Makes 4 to 6 servings


  • Olive oil -- 3 tablespoons

  • Onion, finely chopped -- 1

  • Tomatoes, peeled and chopped -- 2 cups

  • Stock or water -- 2 quarts

  • White beans, drained and rinsed -- 1 (15-ounce) can

  • Red beans, drained and rinsed -- 1 (15-ounce) can

  • Potatoes, peeled and diced -- 4

  • Small zucchini, diced -- 3

  • Green beans, trimmed and cut into 1/2-inch pieces -- 1/2 pound

  • Salt and pepper -- to taste


  • Basil, stems removed -- 1 bunch

  • Garlic, chopped -- 5 or 6 cloves

  • Kosher salt -- a pinch

  • Grated Parmesan cheese -- 1/4 cup

  • Olive oil -- 1/4 cup

  • Freshly ground black pepper -- to taste


  1. Heat the olive oil in a large pot over medium flame. Add the onion and saute until translucent, 3 or 4 minutes.
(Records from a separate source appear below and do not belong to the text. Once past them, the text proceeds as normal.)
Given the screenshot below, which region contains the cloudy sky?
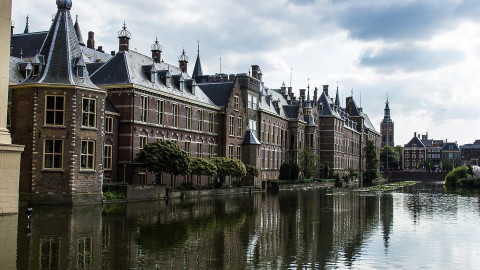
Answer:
[12,0,480,145]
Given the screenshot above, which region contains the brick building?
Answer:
[9,1,380,203]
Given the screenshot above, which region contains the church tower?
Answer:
[380,96,395,148]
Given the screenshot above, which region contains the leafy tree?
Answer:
[380,145,400,169]
[135,140,190,178]
[364,140,378,181]
[299,148,318,179]
[190,158,217,176]
[278,163,292,180]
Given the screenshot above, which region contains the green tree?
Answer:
[190,158,217,176]
[245,164,259,177]
[364,140,378,181]
[135,140,190,185]
[211,157,247,184]
[380,145,400,170]
[278,163,292,180]
[299,148,318,179]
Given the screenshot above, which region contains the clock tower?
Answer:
[380,96,395,148]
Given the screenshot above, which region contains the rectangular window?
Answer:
[157,100,165,125]
[198,111,205,131]
[82,98,97,127]
[172,104,178,127]
[45,96,65,126]
[208,112,215,133]
[80,141,95,170]
[105,116,113,133]
[185,107,192,129]
[228,115,235,136]
[140,96,148,123]
[237,146,242,160]
[43,139,63,169]
[237,117,243,137]
[138,172,147,185]
[208,144,213,158]
[139,135,148,149]
[103,144,113,171]
[233,95,240,111]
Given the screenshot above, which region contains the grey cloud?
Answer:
[359,45,464,73]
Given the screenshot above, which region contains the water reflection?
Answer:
[0,184,480,269]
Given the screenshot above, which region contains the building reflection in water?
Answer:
[10,189,393,269]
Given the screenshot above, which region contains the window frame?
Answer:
[42,138,65,170]
[80,140,96,171]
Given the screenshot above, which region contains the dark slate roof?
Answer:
[192,52,203,78]
[198,81,233,107]
[23,5,98,89]
[242,129,261,145]
[10,31,48,60]
[105,99,118,113]
[9,57,25,84]
[404,136,425,148]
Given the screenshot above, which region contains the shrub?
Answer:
[278,163,292,180]
[443,166,469,187]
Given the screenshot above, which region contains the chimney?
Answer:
[323,85,328,96]
[152,38,162,63]
[178,49,188,73]
[87,31,95,50]
[118,22,132,52]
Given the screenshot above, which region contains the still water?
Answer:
[0,183,480,269]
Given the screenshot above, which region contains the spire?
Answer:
[23,15,30,34]
[178,48,188,73]
[335,83,340,107]
[192,41,203,78]
[118,22,132,52]
[73,15,85,46]
[152,37,162,63]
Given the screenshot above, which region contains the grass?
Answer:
[354,181,417,192]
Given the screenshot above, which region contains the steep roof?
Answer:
[404,136,425,148]
[198,81,233,107]
[23,1,98,89]
[92,50,215,105]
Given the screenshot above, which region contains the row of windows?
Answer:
[228,115,243,137]
[44,95,97,128]
[140,96,215,133]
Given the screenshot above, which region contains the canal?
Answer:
[0,182,480,270]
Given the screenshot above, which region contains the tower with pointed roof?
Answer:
[380,97,395,148]
[178,49,188,73]
[10,0,106,204]
[192,42,203,79]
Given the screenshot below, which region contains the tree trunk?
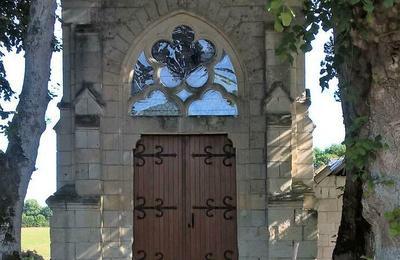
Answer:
[333,4,400,260]
[0,0,56,260]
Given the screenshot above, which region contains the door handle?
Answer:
[188,213,194,228]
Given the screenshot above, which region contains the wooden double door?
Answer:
[133,135,238,260]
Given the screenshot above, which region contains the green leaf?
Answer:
[268,0,283,12]
[350,0,360,5]
[363,0,375,14]
[274,20,284,32]
[383,0,394,8]
[279,12,293,27]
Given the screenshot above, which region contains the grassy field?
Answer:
[22,227,50,259]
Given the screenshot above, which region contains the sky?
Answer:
[0,23,344,205]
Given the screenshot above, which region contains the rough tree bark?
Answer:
[333,3,400,260]
[0,0,56,260]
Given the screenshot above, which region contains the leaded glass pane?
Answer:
[214,52,238,94]
[132,25,238,116]
[132,52,154,95]
[194,39,216,63]
[186,66,208,88]
[188,90,238,116]
[160,67,182,88]
[176,89,193,102]
[132,90,179,116]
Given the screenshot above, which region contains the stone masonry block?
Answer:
[75,149,100,163]
[104,181,124,195]
[238,210,266,227]
[238,227,268,241]
[239,240,268,259]
[238,194,266,210]
[50,209,75,228]
[103,211,121,228]
[75,180,103,196]
[75,210,100,228]
[51,242,75,260]
[76,242,101,260]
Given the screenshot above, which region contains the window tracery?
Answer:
[131,25,238,116]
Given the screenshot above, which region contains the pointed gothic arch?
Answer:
[121,11,246,115]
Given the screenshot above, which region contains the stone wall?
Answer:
[315,175,346,260]
[49,0,316,260]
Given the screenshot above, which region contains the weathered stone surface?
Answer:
[49,0,322,260]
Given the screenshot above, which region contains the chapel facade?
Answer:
[47,0,317,260]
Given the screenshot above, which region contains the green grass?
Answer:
[22,227,50,259]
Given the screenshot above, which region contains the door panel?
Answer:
[134,135,238,260]
[186,135,237,260]
[134,136,184,259]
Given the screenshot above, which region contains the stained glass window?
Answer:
[132,25,238,116]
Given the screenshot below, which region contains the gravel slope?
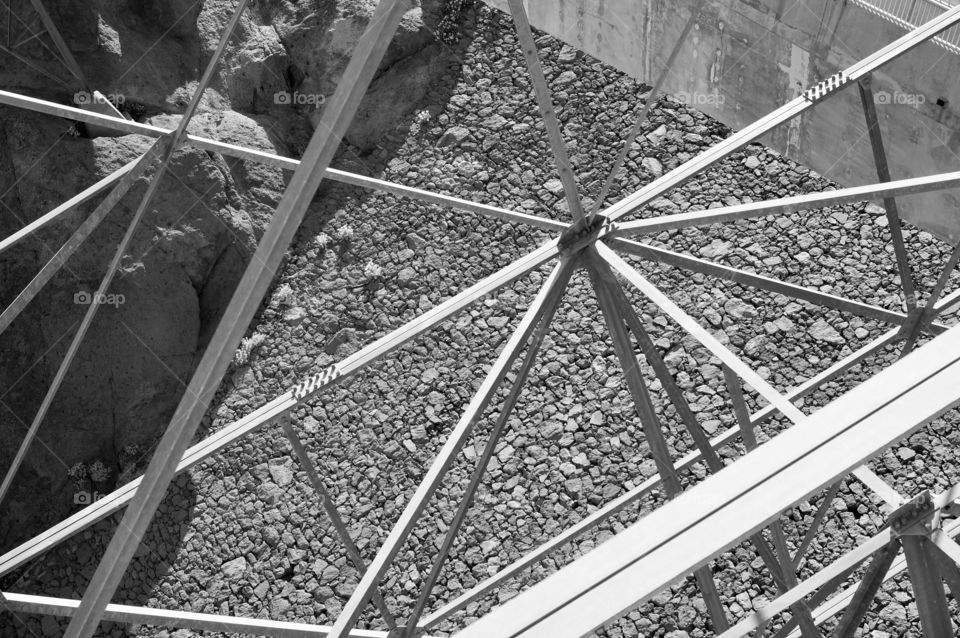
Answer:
[0,9,960,638]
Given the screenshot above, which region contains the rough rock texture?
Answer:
[0,111,283,540]
[0,1,960,638]
[0,0,468,542]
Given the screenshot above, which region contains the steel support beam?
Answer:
[722,365,820,638]
[280,414,397,631]
[900,243,960,357]
[602,5,960,221]
[507,0,584,222]
[587,248,730,631]
[834,540,900,638]
[900,536,954,638]
[331,256,566,638]
[608,170,960,237]
[3,592,436,638]
[0,240,557,576]
[589,0,706,218]
[0,138,169,332]
[0,156,143,254]
[458,328,960,638]
[597,243,804,423]
[0,90,568,232]
[26,0,90,91]
[857,74,917,313]
[418,329,897,630]
[597,261,723,472]
[610,239,928,329]
[404,257,579,638]
[0,0,247,504]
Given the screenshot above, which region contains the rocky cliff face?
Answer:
[0,0,468,546]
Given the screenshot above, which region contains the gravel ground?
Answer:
[0,9,960,638]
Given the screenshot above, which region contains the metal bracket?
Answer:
[887,490,940,538]
[803,71,850,102]
[557,215,607,255]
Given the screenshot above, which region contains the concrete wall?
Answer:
[487,0,960,241]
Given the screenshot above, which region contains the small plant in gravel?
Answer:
[337,224,353,243]
[90,459,112,484]
[363,261,383,281]
[67,463,90,490]
[313,233,333,250]
[270,284,294,308]
[435,0,475,45]
[233,332,267,367]
[410,109,430,135]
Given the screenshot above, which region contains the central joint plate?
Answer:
[887,490,937,536]
[557,215,607,256]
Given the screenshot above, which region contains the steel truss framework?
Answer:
[0,0,960,638]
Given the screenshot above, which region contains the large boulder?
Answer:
[0,112,283,535]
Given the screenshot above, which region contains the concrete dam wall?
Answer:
[487,0,960,242]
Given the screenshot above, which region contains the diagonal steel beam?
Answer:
[900,243,960,357]
[722,365,820,638]
[930,529,960,600]
[0,592,428,638]
[30,0,90,91]
[596,243,804,423]
[0,0,247,516]
[65,0,409,638]
[280,414,397,630]
[590,0,706,218]
[900,536,954,638]
[792,481,843,569]
[0,240,557,576]
[610,239,928,328]
[418,329,897,630]
[0,156,142,253]
[404,257,579,638]
[608,170,960,237]
[507,0,584,222]
[331,263,565,638]
[595,260,723,472]
[834,540,900,638]
[587,249,683,498]
[0,138,169,332]
[0,90,568,232]
[602,5,960,221]
[857,74,917,313]
[586,249,729,631]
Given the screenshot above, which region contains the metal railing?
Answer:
[850,0,960,55]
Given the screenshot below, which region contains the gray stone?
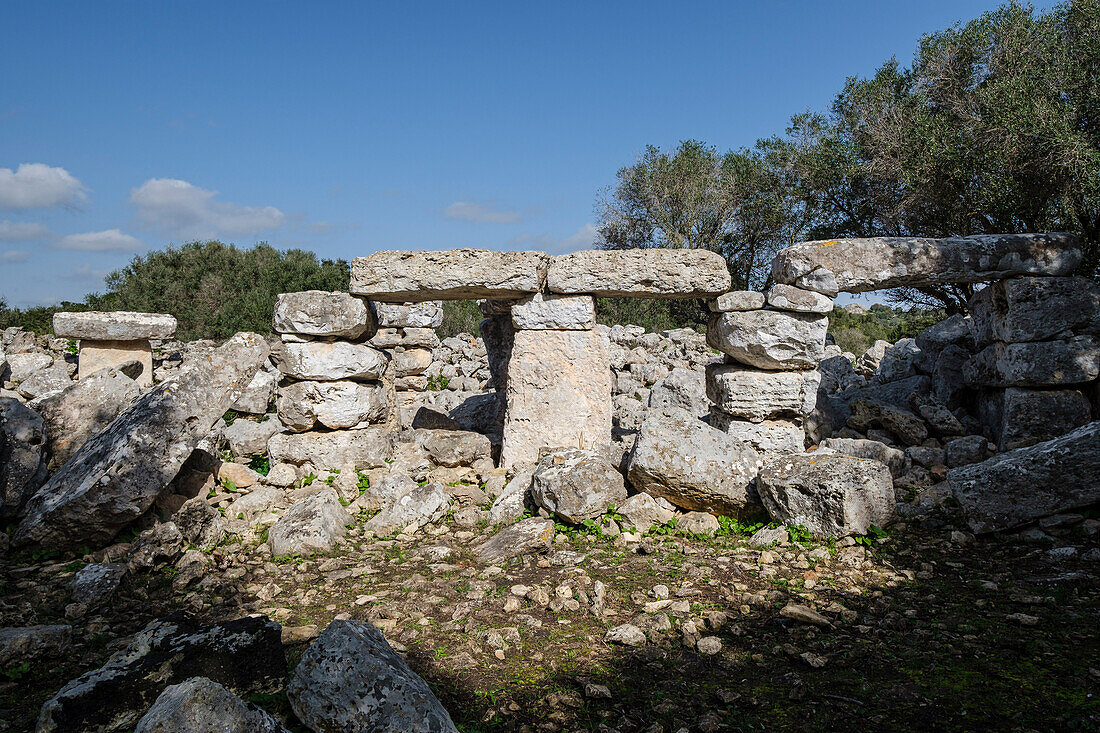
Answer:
[706,364,821,423]
[54,310,176,341]
[279,341,389,382]
[12,333,267,548]
[706,310,828,370]
[627,409,759,516]
[547,249,730,298]
[512,293,596,331]
[273,291,375,339]
[947,420,1100,533]
[35,615,286,733]
[267,427,394,471]
[771,233,1081,293]
[474,516,554,565]
[768,283,833,313]
[350,249,548,303]
[757,451,895,537]
[286,620,458,733]
[531,449,626,524]
[134,677,286,733]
Stir in the chopped tomatoes and simmer for 3 or 4 minutes more.

  2. Add the stock or water, beans and potatoes to the pot and bring to a boil. Reduce heat to medium-low and simmer for 15 minutes.

  3. Stir in the zucchini, green beans, salt and pepper and simmer for another 15 minutes, or until all the vegetables are tender but not overcooked.

  4. While the soup is simmering, put the basil, garlic and a pinch of salt into a mortar or food processor. Mash with a pestle or pulse in the food processor until it forms a smooth paste while still retaining a little texture. Stir in the cheese, olive oil and black pepper until smooth.

  5. Place a good spoonful of pistou into the bottom of individual soup bowls. Adjust the seasoning of the soup and ladle into the bowls. Serve with crusty bread. You can also serve the pistou separately and let each diner stir it to the soup as he or she likes.